On the surface, data lakes seem like a smooth idea. Instead of planning and building complex integrations and carefully constructed data models for analytics, you simply copy everything by default to commodity storage running HDFS (or Gluster or the likes) -- and worry about schemas and so on when you decide what job you want to run.
Yet making a full copy of your data simply to analyze it still gives people -- particularly those in authority -- pause. The infrastructure for a data lake may cost pennies on the dollar compared to a SAN, but it’s a chunk of change nonetheless, and there are many security, synchronization, and regulatory issues to consider.
That’s why I think this year’s buzzphrase will be “analyze in place” -- that is, using distributed computing technologies to do the analysis without copying all of your data onto another storage medium. To be truthful, “analyze in place” is not a 100 percent accurate description. The idea is to analyze the data “in memory” somewhere else, but in collaboration with the existing system rather than replacing it entirely.
The core challenges for analyzing in place will be the following:
- The load on the source system
- The latency or speed of getting data from the source system into memory for analytics
- The complicated security rules necessary to make all of this work
- The costs of cooperation
The chief benefit of analyzing in place is to avoid an incredible feat of social engineering. (My department, my data, my system, my zone of control, and my accountability, so no, you can’t have a full copy because I said so and I have the authority to say no and if I don’t I’ll slow-walk you to oblivion because I’ve outlasted kids like you for decades.) Also, you get security in context, simpler operations (not having another storage system to administer), and more.
There are plenty of good reasons to use a distributed file system -- and, frankly, SANs were a big fat farce upon us all. However, "I just want to analyze the data I already store elsewhere" may not always be one of those reasons.
Latency and load
There’s no way around load and latency cost.
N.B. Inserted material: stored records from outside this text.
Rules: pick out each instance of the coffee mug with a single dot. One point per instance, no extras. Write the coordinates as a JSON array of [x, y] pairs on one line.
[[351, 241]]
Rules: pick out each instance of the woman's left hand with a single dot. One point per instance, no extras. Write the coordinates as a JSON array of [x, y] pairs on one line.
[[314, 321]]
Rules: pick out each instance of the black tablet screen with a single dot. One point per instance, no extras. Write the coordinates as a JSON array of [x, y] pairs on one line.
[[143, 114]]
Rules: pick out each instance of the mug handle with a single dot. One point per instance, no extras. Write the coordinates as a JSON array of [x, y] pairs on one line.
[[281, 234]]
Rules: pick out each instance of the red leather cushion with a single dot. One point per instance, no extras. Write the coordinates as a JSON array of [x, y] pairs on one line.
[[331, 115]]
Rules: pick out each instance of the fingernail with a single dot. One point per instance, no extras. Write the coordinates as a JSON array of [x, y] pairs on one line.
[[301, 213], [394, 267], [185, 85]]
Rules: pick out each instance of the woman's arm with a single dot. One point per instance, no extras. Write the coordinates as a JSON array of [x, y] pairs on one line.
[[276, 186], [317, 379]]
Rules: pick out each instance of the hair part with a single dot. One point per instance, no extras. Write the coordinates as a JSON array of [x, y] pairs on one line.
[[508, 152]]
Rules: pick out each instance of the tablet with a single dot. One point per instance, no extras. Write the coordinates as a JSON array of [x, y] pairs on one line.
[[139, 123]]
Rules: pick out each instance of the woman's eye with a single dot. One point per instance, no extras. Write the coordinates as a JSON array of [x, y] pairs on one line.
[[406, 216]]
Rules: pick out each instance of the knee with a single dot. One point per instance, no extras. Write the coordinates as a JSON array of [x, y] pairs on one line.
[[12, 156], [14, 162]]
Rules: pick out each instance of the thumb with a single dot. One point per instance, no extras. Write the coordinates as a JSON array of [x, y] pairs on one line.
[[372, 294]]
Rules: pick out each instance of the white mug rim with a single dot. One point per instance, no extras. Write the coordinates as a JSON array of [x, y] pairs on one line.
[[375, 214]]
If I can analyze terabytes of data in seconds, but can move only a gigabyte at a time to my Spark cluster, then the total operation time is those seconds plus the copy time. Also, you still have to pick the data out of the source system.
We use the phrase "predicate pushdown" to mean if you don’t have an index on your RDBMS, then the time to get the data to your analytics system will be equal to the time it takes for your hair to fall out. Essentially your analytics system is passing the "where" clause along to the source system.
Right now, if you’re doing this in Spark, you need to balance the predicate pushdown (that is, network optimization) against pulling your source system over (execution costs). It’s exactly as if there is no magic and we're doing a giant query against the source system and copying it into another cluster’s memory for further analysis.
Sometimes to make this work you may have to shore up the source system. That may take time -- and by the way, it's not a sexy big data project. It may be a fatter server for the Oracle team. As a guy with a sales role for a consultancy, I get a headache from this because I hear “long sales cycle.” It may also be costlier than the lake approach; it will definitely be costlier in terms of labor. The deal is that in many cases, analyze in place is the only approach that can work.
Security and the federation
Handling security when you have permission to use the analytics system, permission to use a source system -- and potentially multiple source systems -- is complicated. I can see the FSM-awful Kerberos rules now! Up until now, big data projects have tended to skirt around this by getting a copy and designing a new security system around it or simply “pay no attention to the flat security model we got an exception for.”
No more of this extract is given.